D'autres complications peuvent surgir dans les cas de divorce. La tradition juive prône le mariage mais reconnaît qu'une rupture de la relation peut se produire, pour une grande variété de raisons et permet ainsi le divorce. Dans le judaïsme orthodoxe, la procédure religieuse pour le divorce, basée sur le Deutéronome 24 1-4, peut seulement être initiée par le mari et après l'acceptation d'une dissolution civile du mariage. Si, pour quelque raison que ce soit, un couple juif qui a obtenu un divorce civil, était incapable ou ne voulait pas procéder à un divorce religieux appelé en hébreu un get, alors, selon la loi traditionnelle, la femme serait encore attachée à son ancien mari et si elle devait se remarier dans de telles circonstances, son second mariage serait techniquement adultère parce qu'il serait en contradiction avec les unions interdites. C'est pourquoi tous les enfants issus de cette union sont considérés comme des mamzerim - , ou « enfants illégitimes », car ils sont le fruit d'une union prohibée et n’ont pas, à leur tour, le droit de se marier avec un autre juif en dehors  d’un mamzer. Le judaïsme libéral ne tient pas compte de la loi et des incapacités du mamzer, statut considéré comme injuste sur le plan de  l’éthique. Nous permettons à un homme ou à une femme de se remarier à la synagogue. sans divorce religieux préalable[1]. Cependant pour leur propre sauvegarde, nous leur recommandons d'obtenir le get et nous les mettons en rapport avec les autorités orthodoxes concernées.

De façon similaire, le judaïsme traditionnel ne permet pas le mariage religieux d'une divorcée à un Cohen - c'est-à-dire à quelqu'un qui porte le nom de l'ancienne caste de prêtres. Le judaïsme libéral ne reconnaît plus la prêtrise héréditaire et permet qu'un tel mariage soit célébré dans une synagogue.

On peut voir que le judaïsme libéral adopte généralement une attitude plus éclairée pour la question du mariage et du divorce religieux[2].

Comme cela paraît évident, d'après les obligations et les attentes qui entourent le mariage, le judaïsme considère celui-ci comme une entreprise sérieuse, à ne pas prendre à la légère. Le mariage juif idéal pourrait être décrit comme un triangle avec deux êtres humains à sa base et leur Créateur au sommet. Dans un mariage juif, les partenaires sont complémentaires et s'accomplissent eux-mêmes, leur union étant bénie et sanctifiée par Dieu. Dans un engagement solennel, demandant de la patience, du tact et de l'amour, parfois responsable, comme toutes les relations humaines de la colère, la déception et la souffrance. Mais, dans le meilleur des cas, il offre le potentiel d'un bonheur en accord avec les bénédictions de la cérémonie du mariage, bonheur que Adam et Eve ont expérimenté dans le Jardin d'Eden.

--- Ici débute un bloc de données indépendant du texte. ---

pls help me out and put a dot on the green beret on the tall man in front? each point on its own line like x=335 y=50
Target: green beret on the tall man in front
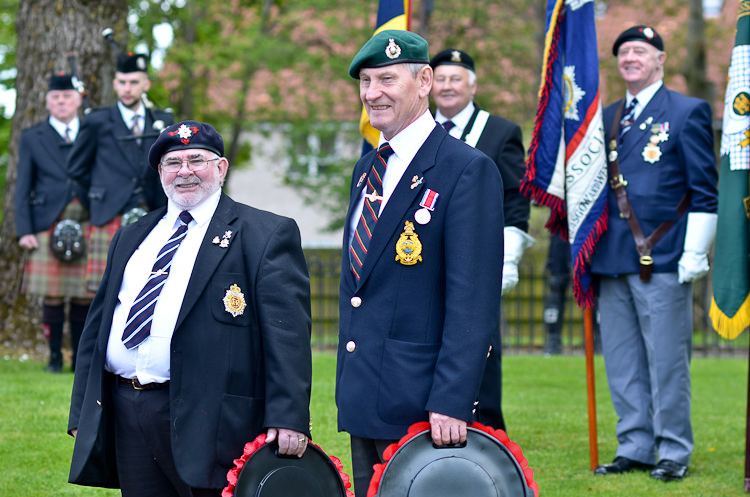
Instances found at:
x=392 y=46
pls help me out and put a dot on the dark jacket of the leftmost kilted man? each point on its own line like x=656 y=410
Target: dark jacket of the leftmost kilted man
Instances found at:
x=43 y=188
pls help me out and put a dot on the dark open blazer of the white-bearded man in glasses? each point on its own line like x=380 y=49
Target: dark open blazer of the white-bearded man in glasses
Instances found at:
x=231 y=377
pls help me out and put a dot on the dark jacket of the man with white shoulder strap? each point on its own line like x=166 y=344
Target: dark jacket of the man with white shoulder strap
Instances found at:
x=502 y=141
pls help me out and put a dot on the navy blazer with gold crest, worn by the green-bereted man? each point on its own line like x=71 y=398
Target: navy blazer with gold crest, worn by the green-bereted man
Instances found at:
x=418 y=340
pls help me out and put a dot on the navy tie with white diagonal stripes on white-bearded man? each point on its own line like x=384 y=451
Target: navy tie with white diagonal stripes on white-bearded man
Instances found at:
x=138 y=324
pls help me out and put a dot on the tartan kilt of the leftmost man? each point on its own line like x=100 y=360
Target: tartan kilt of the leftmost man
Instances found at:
x=47 y=276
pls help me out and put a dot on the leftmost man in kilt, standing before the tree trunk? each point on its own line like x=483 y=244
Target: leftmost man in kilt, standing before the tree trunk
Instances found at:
x=44 y=197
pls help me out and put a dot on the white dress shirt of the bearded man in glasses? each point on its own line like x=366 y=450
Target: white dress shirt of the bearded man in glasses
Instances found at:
x=149 y=361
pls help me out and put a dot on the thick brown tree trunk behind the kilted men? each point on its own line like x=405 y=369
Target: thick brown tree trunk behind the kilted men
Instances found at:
x=47 y=32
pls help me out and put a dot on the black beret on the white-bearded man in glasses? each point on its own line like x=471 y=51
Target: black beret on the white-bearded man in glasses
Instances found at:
x=185 y=135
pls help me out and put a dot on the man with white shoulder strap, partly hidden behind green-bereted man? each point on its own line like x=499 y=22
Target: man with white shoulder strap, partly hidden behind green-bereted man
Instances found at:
x=453 y=92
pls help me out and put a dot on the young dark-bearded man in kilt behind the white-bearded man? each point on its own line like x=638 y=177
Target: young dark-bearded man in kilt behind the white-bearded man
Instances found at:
x=109 y=160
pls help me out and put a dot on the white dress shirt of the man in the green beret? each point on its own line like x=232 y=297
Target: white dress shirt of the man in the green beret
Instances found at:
x=405 y=146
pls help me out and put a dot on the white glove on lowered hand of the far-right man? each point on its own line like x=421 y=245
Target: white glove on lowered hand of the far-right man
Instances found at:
x=699 y=236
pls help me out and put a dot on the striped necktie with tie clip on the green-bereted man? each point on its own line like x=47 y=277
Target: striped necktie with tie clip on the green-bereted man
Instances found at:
x=370 y=210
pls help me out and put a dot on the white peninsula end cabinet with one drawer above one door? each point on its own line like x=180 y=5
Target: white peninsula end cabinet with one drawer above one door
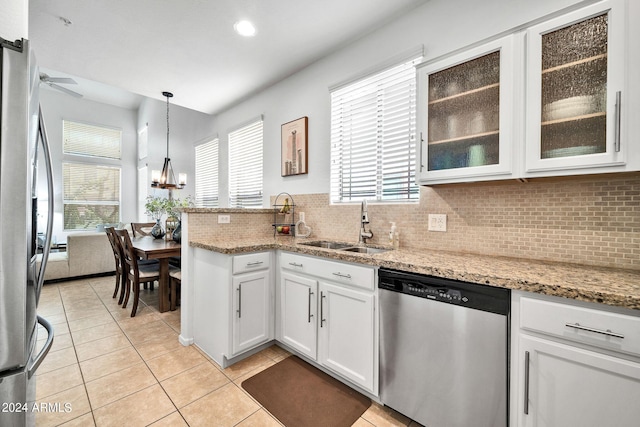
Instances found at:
x=233 y=303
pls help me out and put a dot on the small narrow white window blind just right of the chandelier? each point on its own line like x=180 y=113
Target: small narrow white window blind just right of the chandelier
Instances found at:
x=207 y=174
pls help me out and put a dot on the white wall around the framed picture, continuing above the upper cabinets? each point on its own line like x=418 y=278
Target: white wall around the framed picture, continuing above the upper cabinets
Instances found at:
x=442 y=26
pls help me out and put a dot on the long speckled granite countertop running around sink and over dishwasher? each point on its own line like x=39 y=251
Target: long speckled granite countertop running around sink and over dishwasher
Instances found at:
x=615 y=287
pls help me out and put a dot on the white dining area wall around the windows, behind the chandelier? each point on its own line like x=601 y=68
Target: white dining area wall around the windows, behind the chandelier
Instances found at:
x=187 y=128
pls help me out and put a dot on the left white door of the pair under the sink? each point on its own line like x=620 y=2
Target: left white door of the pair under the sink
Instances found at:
x=298 y=309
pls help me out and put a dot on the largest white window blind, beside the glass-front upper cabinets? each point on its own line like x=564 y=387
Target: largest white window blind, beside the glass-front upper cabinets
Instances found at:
x=373 y=137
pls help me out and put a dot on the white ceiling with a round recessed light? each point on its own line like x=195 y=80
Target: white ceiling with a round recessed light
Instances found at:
x=120 y=51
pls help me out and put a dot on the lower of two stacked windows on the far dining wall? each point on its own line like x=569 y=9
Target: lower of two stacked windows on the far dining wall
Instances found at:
x=91 y=195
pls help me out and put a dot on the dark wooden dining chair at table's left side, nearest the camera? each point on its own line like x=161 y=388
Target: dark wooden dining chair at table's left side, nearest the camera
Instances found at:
x=135 y=273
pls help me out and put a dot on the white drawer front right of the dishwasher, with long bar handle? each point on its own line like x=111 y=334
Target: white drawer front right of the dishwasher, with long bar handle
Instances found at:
x=611 y=331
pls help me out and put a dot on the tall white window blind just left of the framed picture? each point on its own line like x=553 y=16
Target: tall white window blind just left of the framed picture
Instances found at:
x=245 y=166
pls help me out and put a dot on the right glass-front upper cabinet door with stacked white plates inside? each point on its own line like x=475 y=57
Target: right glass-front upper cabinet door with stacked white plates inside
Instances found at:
x=575 y=96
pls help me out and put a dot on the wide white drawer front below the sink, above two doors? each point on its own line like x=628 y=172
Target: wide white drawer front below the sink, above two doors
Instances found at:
x=354 y=275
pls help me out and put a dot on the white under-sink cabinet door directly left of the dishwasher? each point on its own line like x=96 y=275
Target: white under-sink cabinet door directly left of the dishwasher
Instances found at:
x=347 y=328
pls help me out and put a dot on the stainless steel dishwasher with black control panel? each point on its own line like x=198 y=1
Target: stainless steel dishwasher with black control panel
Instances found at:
x=444 y=350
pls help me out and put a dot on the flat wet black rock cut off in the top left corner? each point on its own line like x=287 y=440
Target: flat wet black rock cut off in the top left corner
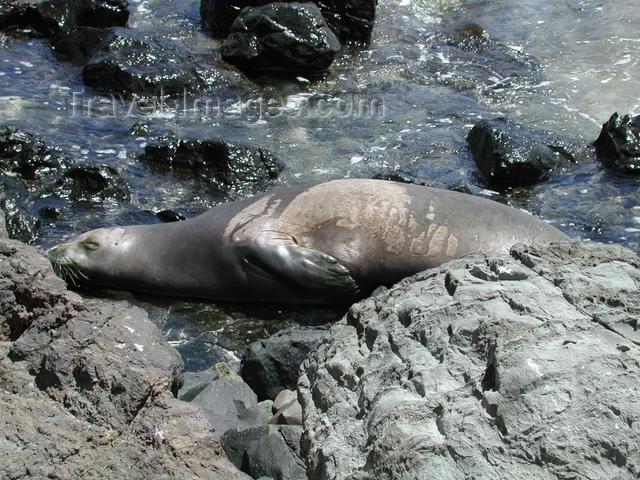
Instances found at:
x=50 y=17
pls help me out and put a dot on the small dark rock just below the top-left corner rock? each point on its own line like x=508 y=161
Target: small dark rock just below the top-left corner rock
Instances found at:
x=77 y=44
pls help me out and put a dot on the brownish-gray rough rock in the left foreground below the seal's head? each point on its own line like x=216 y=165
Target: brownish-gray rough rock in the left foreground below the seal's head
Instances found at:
x=86 y=386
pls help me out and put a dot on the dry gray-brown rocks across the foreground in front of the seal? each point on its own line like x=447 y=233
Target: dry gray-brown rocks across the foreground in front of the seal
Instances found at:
x=491 y=366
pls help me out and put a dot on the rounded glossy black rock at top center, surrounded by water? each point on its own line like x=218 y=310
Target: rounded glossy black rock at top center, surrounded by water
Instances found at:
x=290 y=37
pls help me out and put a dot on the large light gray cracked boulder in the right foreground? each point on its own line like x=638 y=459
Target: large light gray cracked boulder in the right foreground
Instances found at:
x=490 y=367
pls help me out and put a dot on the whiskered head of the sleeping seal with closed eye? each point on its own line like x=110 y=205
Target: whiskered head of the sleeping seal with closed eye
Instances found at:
x=93 y=257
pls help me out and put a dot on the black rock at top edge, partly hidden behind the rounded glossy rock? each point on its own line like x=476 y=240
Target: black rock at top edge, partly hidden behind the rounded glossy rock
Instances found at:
x=350 y=20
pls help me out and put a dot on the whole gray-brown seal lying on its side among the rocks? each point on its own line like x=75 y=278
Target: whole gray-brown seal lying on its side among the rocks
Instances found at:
x=331 y=242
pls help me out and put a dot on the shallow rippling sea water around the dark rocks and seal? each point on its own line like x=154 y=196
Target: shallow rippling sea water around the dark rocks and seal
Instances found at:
x=561 y=65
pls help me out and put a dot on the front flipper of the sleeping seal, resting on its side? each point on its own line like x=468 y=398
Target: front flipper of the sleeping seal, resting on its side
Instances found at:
x=302 y=268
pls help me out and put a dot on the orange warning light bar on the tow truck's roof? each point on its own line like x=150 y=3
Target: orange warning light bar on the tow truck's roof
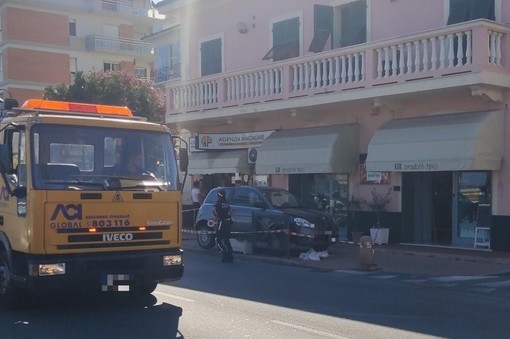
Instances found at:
x=79 y=107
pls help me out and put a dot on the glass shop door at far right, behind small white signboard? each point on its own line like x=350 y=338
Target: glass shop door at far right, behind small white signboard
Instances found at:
x=473 y=189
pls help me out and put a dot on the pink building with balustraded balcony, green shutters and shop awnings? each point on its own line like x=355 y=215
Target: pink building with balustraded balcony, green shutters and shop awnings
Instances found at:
x=337 y=99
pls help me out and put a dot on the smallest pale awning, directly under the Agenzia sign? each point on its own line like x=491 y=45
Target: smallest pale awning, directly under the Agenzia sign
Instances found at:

Pour de plus amples informations, voir aussi "Guide to Jewish Marriage (Guide du mariage juif) du Rabbin John D. Rayner publié par le Judaïsme Libéral.

lien: http://www.liberaljudaism.org/images/pdf/leaflets/lj_in_practice_jewish_marriage.pdf


[1] C’est du moins la position du mouvement libéral anglais (Liberal Judaism). En France, un guet sera nécessaire.

[2] En cas de doute, veuillez consulter votre rabbin.